Mais deux coups vifs retentissaient au timbre de l'entrée.
—Attention! fit le maître, voici ta mère... Je suis curieux de ce qu'elle va nous dire...
Mme Raindal apparut sur le seuil, enserrée dans une longue douillette noire doublée de petit-gris et dont le drap usé brillait un peu aux épaules. Elle susurra d'une voix essoufflée:
—Attendez!...
Sous le manteau elle avait porté la main à son cœur pour en écraser les battements, et elle expliqua:
—Je suis montée trop vite...
—Assieds-toi, repose-toi, fit avec flegme M. Raindal.

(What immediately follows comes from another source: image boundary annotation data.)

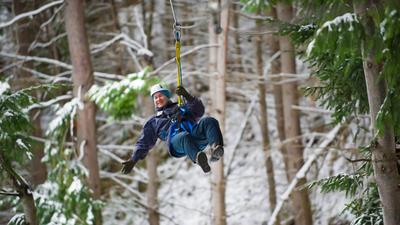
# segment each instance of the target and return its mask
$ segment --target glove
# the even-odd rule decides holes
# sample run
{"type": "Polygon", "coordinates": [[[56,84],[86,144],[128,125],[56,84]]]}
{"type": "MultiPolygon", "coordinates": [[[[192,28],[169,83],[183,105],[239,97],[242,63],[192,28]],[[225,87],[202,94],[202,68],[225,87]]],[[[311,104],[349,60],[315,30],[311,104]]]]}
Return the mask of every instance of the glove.
{"type": "Polygon", "coordinates": [[[182,86],[178,86],[177,88],[176,88],[176,90],[175,90],[175,93],[177,94],[177,95],[181,95],[181,96],[183,96],[183,97],[185,97],[187,100],[192,100],[194,97],[193,96],[191,96],[187,91],[186,91],[186,89],[184,88],[184,87],[182,87],[182,86]]]}
{"type": "Polygon", "coordinates": [[[121,172],[123,174],[128,174],[129,172],[132,171],[133,167],[135,167],[137,160],[129,159],[125,162],[122,162],[122,170],[121,172]]]}

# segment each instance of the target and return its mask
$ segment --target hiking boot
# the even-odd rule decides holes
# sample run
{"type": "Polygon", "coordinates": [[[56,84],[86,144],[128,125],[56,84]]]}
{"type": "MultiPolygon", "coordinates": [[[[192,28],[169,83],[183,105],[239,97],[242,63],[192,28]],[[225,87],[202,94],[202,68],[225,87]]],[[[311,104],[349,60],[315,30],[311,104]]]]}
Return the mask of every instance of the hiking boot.
{"type": "Polygon", "coordinates": [[[211,159],[210,162],[218,161],[224,155],[224,147],[222,145],[211,146],[211,159]]]}
{"type": "Polygon", "coordinates": [[[208,165],[206,153],[198,152],[196,157],[196,162],[197,164],[199,164],[204,173],[210,172],[211,168],[210,165],[208,165]]]}

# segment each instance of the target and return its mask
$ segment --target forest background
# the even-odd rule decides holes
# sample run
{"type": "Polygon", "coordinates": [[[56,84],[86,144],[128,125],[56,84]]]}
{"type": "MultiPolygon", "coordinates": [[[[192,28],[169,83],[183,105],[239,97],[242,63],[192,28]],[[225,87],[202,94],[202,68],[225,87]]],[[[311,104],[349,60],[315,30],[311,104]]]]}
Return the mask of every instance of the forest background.
{"type": "Polygon", "coordinates": [[[399,4],[0,1],[0,224],[400,224],[399,4]],[[176,22],[224,159],[123,175],[176,22]]]}

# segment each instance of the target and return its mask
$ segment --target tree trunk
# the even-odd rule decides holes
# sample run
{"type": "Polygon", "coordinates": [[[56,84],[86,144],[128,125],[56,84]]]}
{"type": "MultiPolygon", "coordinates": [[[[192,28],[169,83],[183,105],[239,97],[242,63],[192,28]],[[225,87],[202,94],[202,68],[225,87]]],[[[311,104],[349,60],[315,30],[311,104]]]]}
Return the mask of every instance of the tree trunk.
{"type": "MultiPolygon", "coordinates": [[[[258,13],[260,15],[260,13],[258,13]]],[[[261,31],[261,21],[256,21],[256,27],[258,31],[261,31]]],[[[256,49],[256,70],[260,77],[258,81],[258,93],[259,93],[259,107],[260,107],[260,126],[262,136],[262,147],[265,158],[265,168],[267,172],[268,181],[268,194],[269,194],[269,206],[271,213],[276,207],[276,190],[275,190],[275,176],[274,176],[274,165],[272,164],[271,149],[269,146],[269,132],[268,132],[268,114],[267,114],[267,100],[265,91],[265,80],[262,60],[262,35],[255,37],[255,49],[256,49]]],[[[280,224],[279,218],[276,220],[276,225],[280,224]]]]}
{"type": "MultiPolygon", "coordinates": [[[[37,1],[27,2],[27,1],[13,1],[13,11],[14,15],[19,15],[24,12],[28,12],[33,10],[35,5],[38,4],[37,1]]],[[[38,31],[38,21],[36,18],[24,19],[20,20],[17,23],[16,29],[16,39],[17,39],[17,54],[28,56],[29,54],[29,46],[35,40],[36,33],[38,31]]],[[[24,62],[21,67],[26,67],[29,69],[33,68],[32,62],[24,62]]],[[[20,90],[23,88],[32,87],[38,85],[39,82],[31,73],[17,68],[14,73],[12,87],[15,90],[20,90]]],[[[40,97],[40,93],[33,93],[36,98],[40,97]]],[[[42,136],[42,128],[40,126],[40,114],[36,115],[38,112],[34,110],[30,113],[30,117],[33,123],[33,135],[37,137],[42,136]],[[36,116],[35,116],[36,115],[36,116]]],[[[33,158],[29,163],[29,173],[30,173],[30,182],[37,186],[42,184],[47,178],[47,169],[46,165],[42,163],[42,158],[44,156],[43,146],[41,144],[35,143],[32,146],[33,158]]]]}
{"type": "MultiPolygon", "coordinates": [[[[268,13],[269,16],[272,18],[276,19],[276,8],[272,8],[271,11],[268,13]]],[[[272,57],[274,56],[277,52],[279,52],[279,39],[278,37],[274,35],[270,35],[268,37],[267,43],[269,45],[269,56],[272,57]]],[[[277,57],[276,59],[271,61],[271,66],[270,66],[270,74],[271,75],[278,75],[281,72],[281,62],[280,62],[280,57],[277,57]]],[[[273,77],[271,79],[273,82],[280,82],[281,78],[280,77],[273,77]]],[[[282,99],[282,85],[280,84],[274,84],[273,85],[273,93],[274,93],[274,102],[275,102],[275,119],[276,119],[276,127],[278,130],[278,137],[279,141],[283,142],[285,140],[285,120],[283,118],[283,99],[282,99]]],[[[282,153],[283,160],[285,167],[288,167],[288,154],[286,150],[285,145],[281,145],[279,149],[282,153]]],[[[289,179],[287,176],[288,173],[286,173],[286,178],[289,179]]]]}
{"type": "Polygon", "coordinates": [[[240,10],[240,5],[234,3],[233,4],[233,11],[234,13],[232,13],[232,22],[233,22],[233,27],[236,29],[236,32],[234,33],[234,40],[235,40],[235,63],[238,66],[237,71],[239,72],[243,72],[243,68],[242,68],[242,50],[240,48],[240,38],[239,38],[239,15],[236,11],[240,10]]]}
{"type": "MultiPolygon", "coordinates": [[[[83,164],[89,170],[88,183],[93,197],[100,197],[100,176],[96,149],[96,108],[85,95],[94,82],[90,51],[85,29],[84,5],[80,0],[65,2],[65,26],[68,36],[69,52],[72,61],[72,80],[74,96],[84,103],[78,109],[77,148],[83,146],[83,164]]],[[[101,224],[101,212],[96,212],[95,224],[101,224]]]]}
{"type": "MultiPolygon", "coordinates": [[[[369,8],[380,8],[372,5],[370,1],[355,6],[357,15],[361,17],[365,37],[374,37],[375,26],[372,18],[367,14],[369,8]]],[[[376,118],[386,98],[387,86],[379,77],[380,65],[377,64],[376,49],[361,41],[364,76],[367,85],[369,111],[372,121],[372,130],[375,134],[376,118]]],[[[376,144],[372,147],[372,163],[376,183],[378,184],[379,197],[383,206],[383,219],[385,225],[400,224],[400,175],[397,170],[397,158],[393,127],[385,124],[383,135],[377,136],[376,144]]]]}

—Mais non, c'est fini, cela va mieux!
Elle décrocha l'agrafe de la pèlerine, et alla embrasser son mari, puis sa fille. Elle avait les joues glacées par le vent du soir, froides comme une vitre, et sa poitrine haletait encore en se penchant sur eux.
—D'où arrives-tu donc si tard? demanda M. Raindal sans relever la tête de dessus son papier.
Elle se récria:
—Si tard!... Mais il n'est pas si tard... Il est cinq heures un quart tout au plus... Je viens de chez Guerbois commander un vol-au-vent pour dîner... Cyprien dîne, n'est-ce pas?
—Cyprien dîne!
Elle n'insista pas. Un commencement de frayeur l'étranglait, car elle venait de commettre quasiment le péché de mensonge. Alors elle tisonna le coke rougeoyant de la cheminée, abaissa la mèche de la lampe qui filait, et n'y tenant plus sous ce silence imprégné d'ironie, et de soupçons peut-être, elle sortit, les joues en feu maintenant, la poitrine gonflée de soupirs.
Thérèse et M. Raindal avaient simultanément redressé le front et échangeaient un sourire d'entente.
—Hein! as-tu vu... son vol-au-vent?...
Il haussait les épaules d'un air découragé. La jeune fille murmura avec compassion:
—Cette pauvre maman!... Elle est si bonne!...
34
III
Vers six heures moins le quart, l'oncle Cyprien passa dans son étroite cuisine obscure où il avait coutume de se cirer les bottes avant de sortir.
Il formait le projet d'aller rejoindre à la petite brasserie Klapproth, rue Vavin, son vieil ami, Johann Schleifmann, et de causer une bonne heure avec lui en sirotant l'apéritif.
Les personnes qui connaissaient l'antisémitisme de M. Raindal cadet s'étonnaient de son intimité avec ce juif de Galicie.